During my search into boxing and kickboxing I found several clubs but hardly any schools. The structure at this places was basically this; you pay dues and use the space and equipment, and if you were lucky enough a coach or a trainer might help you out with some fundamentals. If the club already had some established fighters or a team, or if the owner was still fighting competitively, you would most likely end up as cannon fodder for the fight team. You would have to spar until they saw you were tough enough and maybe then they would teach you.
Some martial arts schools to this day, specially those that profess to teach MMA, still hold to this model even in their group classes. The "instructor" basically teaches one or two moves with no set curriculum and then gets to the business of showing his students how tough he is. The only thing improving in this "club" is the instructor's ego.
The Art of Fighting With Absorbing a Useful Classical Mess
Bruce Lee was certainly ahead of his time when it came to martial science, and he inspired millions, including me, to pursue its study. What he left in his passing was both great and puzzling, gave a great opportunity for some outstanding individuals to continue to develop great martial artists and human beings as well as a ton of charlatans that take advantage of people. I have met both kinds but was fortunate enough to train with some of the best ones.
I look back with much fondness on the years I spent learning Jeet Kune Do Concepts, Jun Fan Gung Fu, Filipino Martial Arts, Muay Thai, and Maphilindo Silat from some of its most renowned proponents. I trained, and eventually became an instructor in their interpretation of those arts, with Frank Cucci, Burton Richardson, and Guro Dan Inosanto.
These instructors, each in their different way, pay honor to the legacy of Bruce Lee. Guro Dan has dedicated his life to learning every art possible while preserving said art with all his teachers' guidelines, and passes the arts to his students so as to allow them to make their choices about what is useful or seless to them.
Frank and Burton created schools and organizations that reflect what each of them believes is the best personal interpretation of Jeet Kune Do and pass that on to their students.
My personal belief is that there is a lot to be learned by practicing the actual physical tactics that Bruce Lee used and taught his students. One of those things to be learned is which of his tactics DONT fit in your personal arsenal. It's only intelligent to reject a tactic AFTER you actually understand it. To understand the tactic requires diligent practice. This advice applies to full fledge martial artists and not to the person who is looking to learn some basic self defense. Martial Artists have the time to practice thoroughly to then choose whether to keep a tactic in their arsenal.

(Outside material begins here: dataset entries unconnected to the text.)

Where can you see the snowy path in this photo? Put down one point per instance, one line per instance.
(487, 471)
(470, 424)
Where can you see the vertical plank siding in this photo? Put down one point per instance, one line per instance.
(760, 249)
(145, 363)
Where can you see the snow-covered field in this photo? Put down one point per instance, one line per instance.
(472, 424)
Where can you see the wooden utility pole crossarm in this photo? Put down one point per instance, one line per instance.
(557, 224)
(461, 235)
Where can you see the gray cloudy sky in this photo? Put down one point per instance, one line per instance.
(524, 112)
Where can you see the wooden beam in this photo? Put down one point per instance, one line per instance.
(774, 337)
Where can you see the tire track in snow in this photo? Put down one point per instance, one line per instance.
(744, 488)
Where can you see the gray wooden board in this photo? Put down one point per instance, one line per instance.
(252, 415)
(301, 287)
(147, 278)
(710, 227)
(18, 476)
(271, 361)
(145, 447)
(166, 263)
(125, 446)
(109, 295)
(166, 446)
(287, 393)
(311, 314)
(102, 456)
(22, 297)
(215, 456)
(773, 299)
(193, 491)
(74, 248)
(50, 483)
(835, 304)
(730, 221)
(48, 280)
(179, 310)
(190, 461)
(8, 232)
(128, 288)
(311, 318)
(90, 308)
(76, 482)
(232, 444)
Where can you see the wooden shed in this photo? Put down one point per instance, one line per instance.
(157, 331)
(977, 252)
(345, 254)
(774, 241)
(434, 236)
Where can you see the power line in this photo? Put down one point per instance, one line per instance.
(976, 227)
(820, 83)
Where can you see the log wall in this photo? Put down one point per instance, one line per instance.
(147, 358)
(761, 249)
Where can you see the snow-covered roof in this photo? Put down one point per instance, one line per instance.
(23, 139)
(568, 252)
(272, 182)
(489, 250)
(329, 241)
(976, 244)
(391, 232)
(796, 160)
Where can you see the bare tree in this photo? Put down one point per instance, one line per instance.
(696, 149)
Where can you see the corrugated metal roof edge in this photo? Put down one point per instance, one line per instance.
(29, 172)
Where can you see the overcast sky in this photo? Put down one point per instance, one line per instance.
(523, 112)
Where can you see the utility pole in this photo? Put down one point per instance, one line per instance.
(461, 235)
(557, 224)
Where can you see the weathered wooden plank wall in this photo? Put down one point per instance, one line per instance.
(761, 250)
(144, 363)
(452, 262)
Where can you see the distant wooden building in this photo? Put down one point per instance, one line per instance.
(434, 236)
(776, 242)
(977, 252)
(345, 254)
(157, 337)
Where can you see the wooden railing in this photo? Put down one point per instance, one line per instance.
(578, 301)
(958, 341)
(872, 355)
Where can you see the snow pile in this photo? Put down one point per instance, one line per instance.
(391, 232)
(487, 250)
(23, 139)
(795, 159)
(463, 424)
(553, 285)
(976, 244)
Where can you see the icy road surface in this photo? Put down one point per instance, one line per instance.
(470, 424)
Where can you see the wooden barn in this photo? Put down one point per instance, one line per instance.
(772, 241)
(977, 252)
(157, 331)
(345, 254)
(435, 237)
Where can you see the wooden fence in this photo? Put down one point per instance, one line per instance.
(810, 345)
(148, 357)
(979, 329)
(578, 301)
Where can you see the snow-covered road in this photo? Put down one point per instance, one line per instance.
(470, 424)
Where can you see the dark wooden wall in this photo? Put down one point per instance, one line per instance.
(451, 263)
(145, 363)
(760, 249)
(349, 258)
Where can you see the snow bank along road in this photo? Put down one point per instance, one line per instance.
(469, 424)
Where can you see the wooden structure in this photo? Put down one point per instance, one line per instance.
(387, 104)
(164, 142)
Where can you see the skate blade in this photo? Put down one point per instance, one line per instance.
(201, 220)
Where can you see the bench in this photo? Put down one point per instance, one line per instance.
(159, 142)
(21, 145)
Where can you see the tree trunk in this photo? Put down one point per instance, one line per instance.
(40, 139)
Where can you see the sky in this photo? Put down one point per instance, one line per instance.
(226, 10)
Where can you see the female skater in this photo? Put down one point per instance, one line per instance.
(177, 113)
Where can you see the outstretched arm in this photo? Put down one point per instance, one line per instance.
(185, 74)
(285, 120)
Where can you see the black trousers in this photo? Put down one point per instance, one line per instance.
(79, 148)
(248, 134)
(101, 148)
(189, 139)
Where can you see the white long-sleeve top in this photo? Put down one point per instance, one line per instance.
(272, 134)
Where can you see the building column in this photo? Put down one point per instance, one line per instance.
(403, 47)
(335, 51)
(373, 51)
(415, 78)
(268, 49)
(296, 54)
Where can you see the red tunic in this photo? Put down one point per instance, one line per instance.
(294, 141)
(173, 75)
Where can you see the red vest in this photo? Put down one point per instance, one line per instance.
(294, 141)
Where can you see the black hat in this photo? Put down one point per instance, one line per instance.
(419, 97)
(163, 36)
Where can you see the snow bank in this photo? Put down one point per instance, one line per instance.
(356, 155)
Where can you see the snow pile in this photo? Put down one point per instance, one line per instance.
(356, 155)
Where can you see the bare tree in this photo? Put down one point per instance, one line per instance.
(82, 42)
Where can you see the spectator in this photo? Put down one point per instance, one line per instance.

On the other side of the com are those who practice JKD following Bruce Lee's teachings physically imitating his every move as he taught his students. This makes two very dangerous assumptions which can hurt you in a real fight: One, you posses the same physical attributes as Bruce Lee and Two, what Bruce Lee taught was infallible.
Including the instructors above I have had the opportunity to train extensively with what may be considered very famous people within the tiny field of endeavor that is the Martial Arts Combat Sport and Self Defense world. So yes although these folks are not famous as in Brangelina or Bennifer, or Unibomber famous, but they certainly command respect or attention from numerous followers in our industry.
Besides some amazing and exciting Martial Arts, here is some of what I learned after spending many years training under each.
They are all human and as such are affected by the same things that you and I are.
They have bills to pay so they trade their knowledge and skill for instruction that you must pay money to acquire. Some of them do it ethically, some less so.
Sometimes the adoration of their fans goes to their head and they believe they are smarter than they really are and say and do stupid things.
Some of them are geniuses for what they create and simultaneously assholes because of what they believe they are.
Those who I met that were not famous when I first encountered them always changed when they got famous. Some became better martial artists and human beings and others just became horrible people.
My point is they are human beings and not gods. Be smart enough to emulate their good traits while avoiding taking on the bad ones. Do not worship them and always trust in your own skill. Never believe for a second, regardless how amazing their skill and teachings are, that you are incapable of creating something better. All it takes is hard work and dedication.
After 50 years on this planet with 40+ in the martial arts all I can say is that I saw more good than bad! I am a better man for having trained this long and that I owe all my life achievements to the benefits I reaped from all the martial arts I have been involved in. Most importantly I still see everything with the eyes of a teenaged white belt which I am willing to strap on whenever I get the chance.